The aim of the webinar was to initiate an evolving and continued discussion on the prevalence of job and enterprise informality in forced displacement contexts and how resulting decent work deficits aggravate existing challenges that affect refugees and host community members. Examples of ongoing interventions from Kenya and Uganda were provided and possible pathways to address the multiple dimensions and drivers of informality were discussed.
In opening the webinar, Nicholas Grisewood, Global Manager of ILO PROSPECTS, introduced the PROSPECTS partnership and its focus on learning and knowledge sharing. The series of technical webinars being gradually developed by the ILO and other partners form a key element of the PROSPECTS Learning Agenda. This first event marked the beginning of what will become a series of inter-related technical discussions around the need for both refugees and host communities to access enhanced economic opportunities, but also for labour market institutions and services to facilitate integration of these communities into the labour market.

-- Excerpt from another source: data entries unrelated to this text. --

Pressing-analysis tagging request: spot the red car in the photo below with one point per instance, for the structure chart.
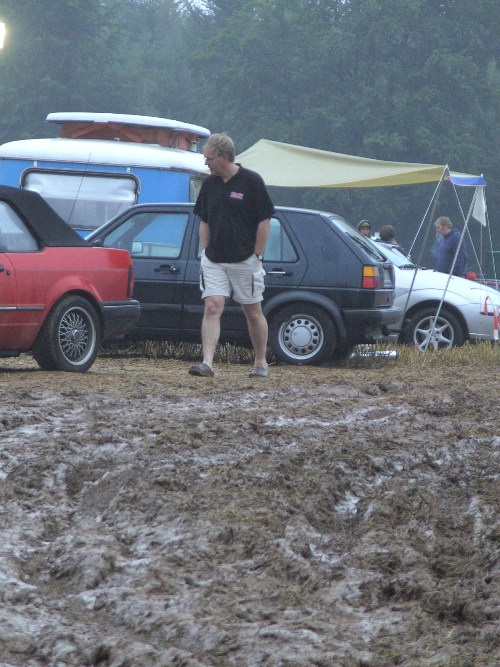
(59, 296)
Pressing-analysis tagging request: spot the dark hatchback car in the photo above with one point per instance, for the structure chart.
(327, 288)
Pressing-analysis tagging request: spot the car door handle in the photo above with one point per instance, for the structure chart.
(278, 272)
(166, 268)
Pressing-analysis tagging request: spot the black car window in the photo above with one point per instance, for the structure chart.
(150, 234)
(279, 247)
(367, 245)
(14, 235)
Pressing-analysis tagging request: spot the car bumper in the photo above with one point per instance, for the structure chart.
(373, 323)
(119, 318)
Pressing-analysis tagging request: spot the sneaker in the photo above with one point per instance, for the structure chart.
(259, 371)
(201, 370)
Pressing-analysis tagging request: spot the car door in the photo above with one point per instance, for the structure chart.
(285, 262)
(157, 239)
(7, 301)
(285, 265)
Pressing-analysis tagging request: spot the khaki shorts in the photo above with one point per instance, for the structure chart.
(244, 280)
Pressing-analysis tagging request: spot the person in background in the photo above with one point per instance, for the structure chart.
(451, 243)
(365, 228)
(387, 234)
(235, 209)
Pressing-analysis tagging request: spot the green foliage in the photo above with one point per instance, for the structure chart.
(409, 80)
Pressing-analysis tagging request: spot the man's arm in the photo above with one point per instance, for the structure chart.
(204, 234)
(262, 236)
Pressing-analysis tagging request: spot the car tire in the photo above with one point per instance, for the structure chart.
(302, 334)
(70, 337)
(447, 333)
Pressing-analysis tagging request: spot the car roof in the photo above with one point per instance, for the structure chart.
(41, 218)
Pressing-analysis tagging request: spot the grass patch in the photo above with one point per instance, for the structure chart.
(365, 356)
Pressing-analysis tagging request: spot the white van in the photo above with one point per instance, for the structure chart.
(102, 163)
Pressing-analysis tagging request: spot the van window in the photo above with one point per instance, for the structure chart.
(84, 201)
(150, 235)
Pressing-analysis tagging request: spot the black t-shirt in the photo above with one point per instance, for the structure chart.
(233, 211)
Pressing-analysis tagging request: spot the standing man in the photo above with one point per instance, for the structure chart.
(451, 244)
(235, 210)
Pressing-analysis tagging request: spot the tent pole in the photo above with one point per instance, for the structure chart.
(466, 221)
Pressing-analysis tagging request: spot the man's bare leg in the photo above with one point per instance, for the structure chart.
(258, 330)
(210, 328)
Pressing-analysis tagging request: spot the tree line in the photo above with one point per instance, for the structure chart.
(405, 80)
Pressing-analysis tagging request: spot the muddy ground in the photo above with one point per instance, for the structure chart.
(326, 516)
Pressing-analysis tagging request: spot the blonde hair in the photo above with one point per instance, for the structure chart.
(221, 144)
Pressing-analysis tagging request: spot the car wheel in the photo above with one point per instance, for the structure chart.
(302, 334)
(421, 331)
(70, 337)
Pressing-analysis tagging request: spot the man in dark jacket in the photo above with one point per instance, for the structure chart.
(452, 245)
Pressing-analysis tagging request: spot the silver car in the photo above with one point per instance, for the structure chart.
(467, 310)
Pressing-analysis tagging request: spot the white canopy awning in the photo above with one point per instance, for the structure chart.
(286, 165)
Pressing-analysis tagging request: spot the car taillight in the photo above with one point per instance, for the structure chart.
(130, 283)
(371, 277)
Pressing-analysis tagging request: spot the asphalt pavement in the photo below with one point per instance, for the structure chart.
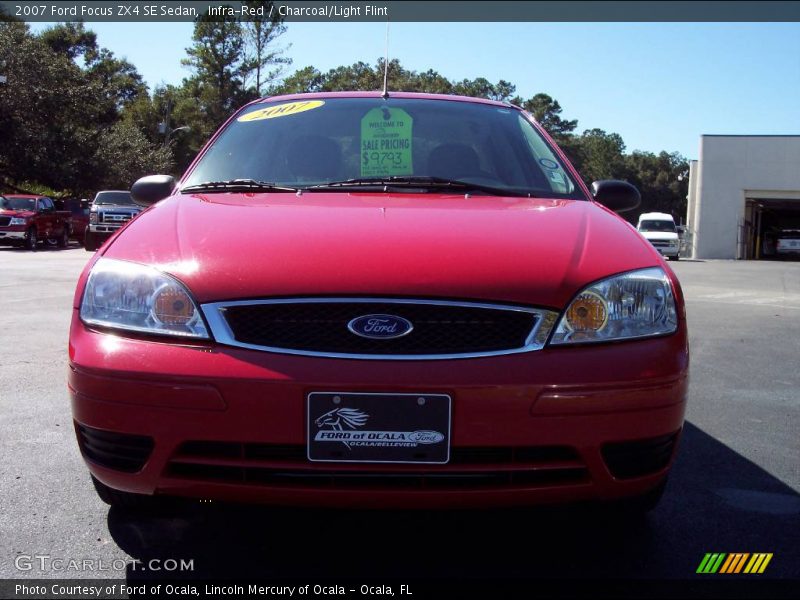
(734, 488)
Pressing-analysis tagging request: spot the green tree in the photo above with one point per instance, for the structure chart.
(547, 112)
(55, 124)
(216, 58)
(263, 59)
(601, 155)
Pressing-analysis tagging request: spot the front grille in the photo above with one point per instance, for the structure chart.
(627, 460)
(286, 466)
(311, 326)
(115, 217)
(118, 451)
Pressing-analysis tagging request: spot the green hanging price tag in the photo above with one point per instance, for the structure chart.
(386, 143)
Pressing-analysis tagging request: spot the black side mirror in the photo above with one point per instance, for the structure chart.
(152, 188)
(619, 196)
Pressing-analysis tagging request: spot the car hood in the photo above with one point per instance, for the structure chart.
(119, 207)
(659, 235)
(518, 250)
(25, 214)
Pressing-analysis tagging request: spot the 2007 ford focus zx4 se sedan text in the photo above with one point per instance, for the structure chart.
(379, 300)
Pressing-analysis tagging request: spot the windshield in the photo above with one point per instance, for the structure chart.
(657, 226)
(113, 198)
(11, 203)
(316, 142)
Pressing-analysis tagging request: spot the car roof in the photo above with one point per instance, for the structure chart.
(656, 216)
(379, 94)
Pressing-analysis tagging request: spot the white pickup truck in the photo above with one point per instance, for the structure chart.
(111, 209)
(659, 229)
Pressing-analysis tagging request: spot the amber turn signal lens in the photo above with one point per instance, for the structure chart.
(173, 306)
(588, 312)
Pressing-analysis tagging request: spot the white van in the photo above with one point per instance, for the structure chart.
(659, 229)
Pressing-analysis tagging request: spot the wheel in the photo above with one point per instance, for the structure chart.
(31, 239)
(63, 241)
(128, 501)
(90, 242)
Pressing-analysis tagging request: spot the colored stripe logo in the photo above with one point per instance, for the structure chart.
(734, 563)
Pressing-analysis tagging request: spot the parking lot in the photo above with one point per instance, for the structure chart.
(735, 487)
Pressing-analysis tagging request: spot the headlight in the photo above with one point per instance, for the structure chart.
(633, 305)
(134, 297)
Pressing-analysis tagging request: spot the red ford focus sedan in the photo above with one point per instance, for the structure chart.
(371, 300)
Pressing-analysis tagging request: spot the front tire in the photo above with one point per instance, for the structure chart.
(63, 241)
(90, 242)
(31, 239)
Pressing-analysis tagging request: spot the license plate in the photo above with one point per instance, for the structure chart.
(378, 428)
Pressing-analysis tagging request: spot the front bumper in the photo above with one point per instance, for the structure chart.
(15, 233)
(229, 424)
(104, 229)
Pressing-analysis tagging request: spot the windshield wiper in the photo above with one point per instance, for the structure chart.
(236, 185)
(416, 181)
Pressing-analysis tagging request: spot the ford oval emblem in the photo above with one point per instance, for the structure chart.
(380, 327)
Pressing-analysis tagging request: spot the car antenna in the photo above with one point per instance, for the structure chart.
(385, 93)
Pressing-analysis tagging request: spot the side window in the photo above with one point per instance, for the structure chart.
(548, 163)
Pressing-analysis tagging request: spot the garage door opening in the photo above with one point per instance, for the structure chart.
(770, 230)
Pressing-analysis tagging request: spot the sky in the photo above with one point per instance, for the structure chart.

ILO technical specialists gave introductory presentations to set the scene and provide more detailed context on informality. They explained the definition and global incidence of informality and of the overall policy frameworks embedding support for the transition to formality. These opening presentations reflected on the root causes of informality (see the graphic below), the meaning of formalization for different people and businesses and the relevant policy areas when designing coherent interventions.
Once context was established, four speakers from Kenya and Uganda moved the focus to country and community levels. Speakers represented distinct groups of stakeholders involved in supporting the formalization of jobs and enterprises in forced displacement contexts, thus symbolizing the holistic and integrated approach needed to design effective and sustainable interventions.
Ms Caroline Njuki, Chief Technical Advisor of ILO PROSPECTS in Kenya, provided an insight into how the overall approach to the transition to formality translates into practical realities of forced displacement in Garissa and Turkana Counties. In both regions, one of the key drivers of informality is the lack of formal employment opportunities and a shared lack of awareness among refugee and host community populations of both the regulatory environment and the benefits of formalization.
The key role of employers’ organizations in the formalization transition was underscored by Mr Pius Ewoton, Chairman of the Turkana County Chamber of Commerce and Industry. He explained the Chamber’s outreach approach to refugee-led businesses to provide better access to formal business development and financial services. This support leads to significant increase in business productivity. He also reminded participants that local refugee-hosting communities face similar constraints and challenges and called for adopting a more inclusive approach in informality transitions.
As a concrete example of support to formalization in refugee contexts, Ms Nyaruiru Ndungi, Project Coordinator for the Norwegian Refugee Council (NRC) based in Kakuma, presented some of the areas in which the NRC operates to address barriers to formality and explained how it facilitates improved and sustainable livelihoods. Their support includes the registration of community-based organisations and self-help groups led by refugees, the inclusion of persons with disabilities and advocacy work to ease freedom of movement restrictions to facilitate employment and entrepreneurship.
Mr Stephen Opio, Chief Technical Advisor of ILO PROSPECTS in Uganda, reflected on various interventions that support the transition to formality in forced displacement contexts and the need for effective coordination to tackle the multiple root causes of informality. He pointed out that, in Uganda, where most of the economic activity in forced displacement contexts happens in the agricultural sector and is characterised by low productivity, a range of relevant and integrated services need to be mobilised. He went on to explain that these interventions and services could include the creation of apprenticeship opportunities, the formalization of businesses, financial education training and the strengthening of cooperatives and other social and solidarity economy groups.
Participants raised a number of important questions that underlined the critical relevance of addressing informality in forced displacement, for example, the facilitation of access of refugees to national health insurance systems, especially amidst additional challenges caused by the COVID-19 pandemic. A further reference focused on existing dynamics between refugees and host communities regarding the access to employment and entrepreneurship in contexts with high levels of informality, such as in Kenya and Uganda. These and other pertinent questions by stakeholders and practitioners highlighted the importance to sustain such technical exchanges and information sharing between humanitarian, development and national actors on informality. This first technical webinar is therefore only the beginning of knowledge exchange, technical conversations and the establishment of communities of practice of like-minded actors within the wider PROSPECTS Learning Agenda.